Все это мне рассказала бывшая Алина пациентка Ангелина, очень милая, но уже поблекшая женщина в черном платке, которая встретила нас на крыльце. За ее спиной из-за двери высовывались светлые детские головки и раздавался ребячий щебет; я никак не могла сосчитать, сколько же деток там пряталось.
Я не стала юлить и представилась Ангелине как сестра Александры Владимировны, которая никак не может успокоиться и все пытается прояснить для себя обстоятельства ее смерти. Удивленная Ангелина пригласила нас войти; мне показалось, что в глазах ее промелькнуло узнавание — но показалось знакомым ей не мое лицо, а синицынское.
Внутри было как в обычной деревенской хате (я сужу об этом по моим родственникам в Тверской губернии), но только очень чисто и вымыто. Ребятишек оказалось четверо — такие же чистенькие, как и все внутри, они были одеты очень просто (впрочем, как и сама хозяйка).
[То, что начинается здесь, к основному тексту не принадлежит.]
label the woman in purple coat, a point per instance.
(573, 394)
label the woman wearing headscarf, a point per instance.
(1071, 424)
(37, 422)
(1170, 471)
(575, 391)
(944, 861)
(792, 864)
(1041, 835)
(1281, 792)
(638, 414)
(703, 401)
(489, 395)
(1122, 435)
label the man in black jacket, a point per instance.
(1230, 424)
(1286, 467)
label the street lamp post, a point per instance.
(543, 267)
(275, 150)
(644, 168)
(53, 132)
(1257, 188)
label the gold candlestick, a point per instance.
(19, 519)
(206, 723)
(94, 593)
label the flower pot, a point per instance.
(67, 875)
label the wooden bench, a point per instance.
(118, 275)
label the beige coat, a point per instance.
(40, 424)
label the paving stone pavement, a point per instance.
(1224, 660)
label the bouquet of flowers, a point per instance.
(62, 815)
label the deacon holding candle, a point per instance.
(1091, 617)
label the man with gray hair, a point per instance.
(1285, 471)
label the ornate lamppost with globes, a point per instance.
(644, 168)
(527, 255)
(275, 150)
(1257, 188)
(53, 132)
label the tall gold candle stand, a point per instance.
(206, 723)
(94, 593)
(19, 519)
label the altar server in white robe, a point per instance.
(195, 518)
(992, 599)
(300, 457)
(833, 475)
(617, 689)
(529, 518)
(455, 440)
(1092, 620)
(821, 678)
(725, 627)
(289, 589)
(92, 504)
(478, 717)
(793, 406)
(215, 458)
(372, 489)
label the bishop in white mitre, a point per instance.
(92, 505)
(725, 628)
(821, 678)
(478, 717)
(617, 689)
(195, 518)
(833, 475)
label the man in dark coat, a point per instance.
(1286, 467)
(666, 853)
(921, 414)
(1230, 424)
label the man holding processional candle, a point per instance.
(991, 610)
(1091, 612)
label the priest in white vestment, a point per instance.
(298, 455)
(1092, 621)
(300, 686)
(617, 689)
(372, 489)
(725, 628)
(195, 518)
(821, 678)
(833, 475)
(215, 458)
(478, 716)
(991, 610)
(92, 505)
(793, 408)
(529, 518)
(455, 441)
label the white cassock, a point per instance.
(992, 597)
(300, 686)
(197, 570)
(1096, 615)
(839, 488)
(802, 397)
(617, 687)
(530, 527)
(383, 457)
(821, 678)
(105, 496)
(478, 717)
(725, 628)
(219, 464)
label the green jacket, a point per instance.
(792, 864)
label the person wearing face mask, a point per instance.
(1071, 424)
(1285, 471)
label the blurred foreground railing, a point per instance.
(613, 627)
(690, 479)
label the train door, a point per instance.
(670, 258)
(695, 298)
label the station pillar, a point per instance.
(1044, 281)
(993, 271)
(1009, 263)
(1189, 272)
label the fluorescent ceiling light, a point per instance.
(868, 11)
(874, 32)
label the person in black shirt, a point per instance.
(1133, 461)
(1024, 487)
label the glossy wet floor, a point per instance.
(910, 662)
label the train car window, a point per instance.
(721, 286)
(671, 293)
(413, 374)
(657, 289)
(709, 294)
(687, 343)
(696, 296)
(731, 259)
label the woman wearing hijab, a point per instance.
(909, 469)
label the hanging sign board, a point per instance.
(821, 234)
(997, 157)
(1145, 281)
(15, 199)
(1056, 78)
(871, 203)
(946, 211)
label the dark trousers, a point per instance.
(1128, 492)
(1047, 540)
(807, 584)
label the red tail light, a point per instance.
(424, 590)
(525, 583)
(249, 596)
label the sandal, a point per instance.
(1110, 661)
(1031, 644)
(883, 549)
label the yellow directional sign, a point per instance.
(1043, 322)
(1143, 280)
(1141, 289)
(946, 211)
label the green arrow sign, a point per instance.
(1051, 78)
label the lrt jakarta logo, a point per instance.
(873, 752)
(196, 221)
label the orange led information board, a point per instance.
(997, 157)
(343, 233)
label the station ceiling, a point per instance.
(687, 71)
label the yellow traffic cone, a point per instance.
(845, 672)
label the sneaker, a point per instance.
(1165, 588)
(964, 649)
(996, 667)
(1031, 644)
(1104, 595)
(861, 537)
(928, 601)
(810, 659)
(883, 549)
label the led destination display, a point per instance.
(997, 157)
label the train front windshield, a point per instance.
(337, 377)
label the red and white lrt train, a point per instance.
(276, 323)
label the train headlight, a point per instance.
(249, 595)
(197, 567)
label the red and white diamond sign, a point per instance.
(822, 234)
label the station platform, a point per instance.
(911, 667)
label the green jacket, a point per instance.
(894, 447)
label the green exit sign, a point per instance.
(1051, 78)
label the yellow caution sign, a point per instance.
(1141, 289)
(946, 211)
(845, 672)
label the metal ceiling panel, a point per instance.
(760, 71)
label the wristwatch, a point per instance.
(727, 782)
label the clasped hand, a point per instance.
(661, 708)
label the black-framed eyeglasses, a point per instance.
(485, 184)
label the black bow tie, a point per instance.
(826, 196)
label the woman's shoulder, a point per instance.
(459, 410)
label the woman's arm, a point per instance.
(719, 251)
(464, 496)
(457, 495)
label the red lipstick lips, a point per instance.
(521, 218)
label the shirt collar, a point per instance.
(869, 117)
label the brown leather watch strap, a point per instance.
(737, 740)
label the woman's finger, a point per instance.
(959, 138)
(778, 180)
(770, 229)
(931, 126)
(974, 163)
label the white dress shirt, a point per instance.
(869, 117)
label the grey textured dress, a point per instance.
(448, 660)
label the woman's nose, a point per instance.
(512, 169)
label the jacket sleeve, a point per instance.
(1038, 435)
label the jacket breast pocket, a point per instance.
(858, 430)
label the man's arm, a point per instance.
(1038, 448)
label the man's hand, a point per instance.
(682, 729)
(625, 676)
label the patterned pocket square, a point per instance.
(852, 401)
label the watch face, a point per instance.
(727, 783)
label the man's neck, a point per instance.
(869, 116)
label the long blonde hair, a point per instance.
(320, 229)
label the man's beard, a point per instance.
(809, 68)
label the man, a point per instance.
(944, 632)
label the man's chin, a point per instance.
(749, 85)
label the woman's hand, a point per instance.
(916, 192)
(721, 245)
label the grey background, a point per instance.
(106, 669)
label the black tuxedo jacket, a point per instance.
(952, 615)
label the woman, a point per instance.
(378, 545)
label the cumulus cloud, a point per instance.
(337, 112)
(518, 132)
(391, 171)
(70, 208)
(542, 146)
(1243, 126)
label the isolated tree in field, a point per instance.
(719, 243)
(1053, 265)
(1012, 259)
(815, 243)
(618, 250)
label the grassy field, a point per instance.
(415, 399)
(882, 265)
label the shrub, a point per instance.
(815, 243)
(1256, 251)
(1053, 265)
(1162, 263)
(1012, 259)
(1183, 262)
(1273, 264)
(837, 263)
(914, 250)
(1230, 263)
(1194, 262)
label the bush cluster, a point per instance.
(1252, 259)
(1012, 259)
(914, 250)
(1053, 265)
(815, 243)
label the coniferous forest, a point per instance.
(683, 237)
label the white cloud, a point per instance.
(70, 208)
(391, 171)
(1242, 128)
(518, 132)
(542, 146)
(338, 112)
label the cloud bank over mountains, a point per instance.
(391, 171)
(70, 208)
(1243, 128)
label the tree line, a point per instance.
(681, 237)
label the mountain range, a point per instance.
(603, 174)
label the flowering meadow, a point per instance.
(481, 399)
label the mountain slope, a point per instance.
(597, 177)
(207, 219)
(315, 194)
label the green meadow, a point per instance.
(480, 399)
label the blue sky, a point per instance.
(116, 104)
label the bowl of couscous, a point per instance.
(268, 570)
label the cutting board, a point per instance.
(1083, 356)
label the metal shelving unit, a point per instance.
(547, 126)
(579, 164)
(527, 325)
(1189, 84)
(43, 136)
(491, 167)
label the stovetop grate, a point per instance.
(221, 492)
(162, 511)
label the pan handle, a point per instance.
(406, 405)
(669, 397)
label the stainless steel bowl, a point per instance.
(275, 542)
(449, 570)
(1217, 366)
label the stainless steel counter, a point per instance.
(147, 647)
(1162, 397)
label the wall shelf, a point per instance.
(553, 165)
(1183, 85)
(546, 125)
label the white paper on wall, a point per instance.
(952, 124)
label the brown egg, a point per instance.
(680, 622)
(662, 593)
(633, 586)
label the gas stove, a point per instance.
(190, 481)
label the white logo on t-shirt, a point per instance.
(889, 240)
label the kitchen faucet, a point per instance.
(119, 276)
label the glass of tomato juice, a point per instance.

Ангелина, торопливо вытиравшая руки полотенцем — чуть не написала рушником — показалась мне больше похожей на простую крестьянку, чем на женщину с высшим образованием, которой она когда-то была. Впрочем, в последние годы она только и делала, что рожала и воспитывала детей, а сейчас работала еще и уборщицей в церкви.
Судя по запуганному виду Ангелины, по ее нервно — суетливым движениям, вряд ли бы мы добились от нее чего-то толкового, и поэтому я обрадовалась, когда минут через пять из мастерской вернулся хозяин вместе со старшеньким, мальчонкой лет тринадцати (очевидно, сыном Ангелины от первого брака). Это был уже очень пожилой человек, с длинными черными с сединой волосами, перехваченными на лбу ремешком, и с совершенно седой бородой, которая придавала ему козлиный вид. Одет он был с претензией на простонародность, то есть рубашка у него не была заправлена в штаны, а поверх ее была надета короткая жилетка; входя, он перекрестился на красный угол, где под образом теплилась лампада, и только потом обратил внимание на нас, смертных.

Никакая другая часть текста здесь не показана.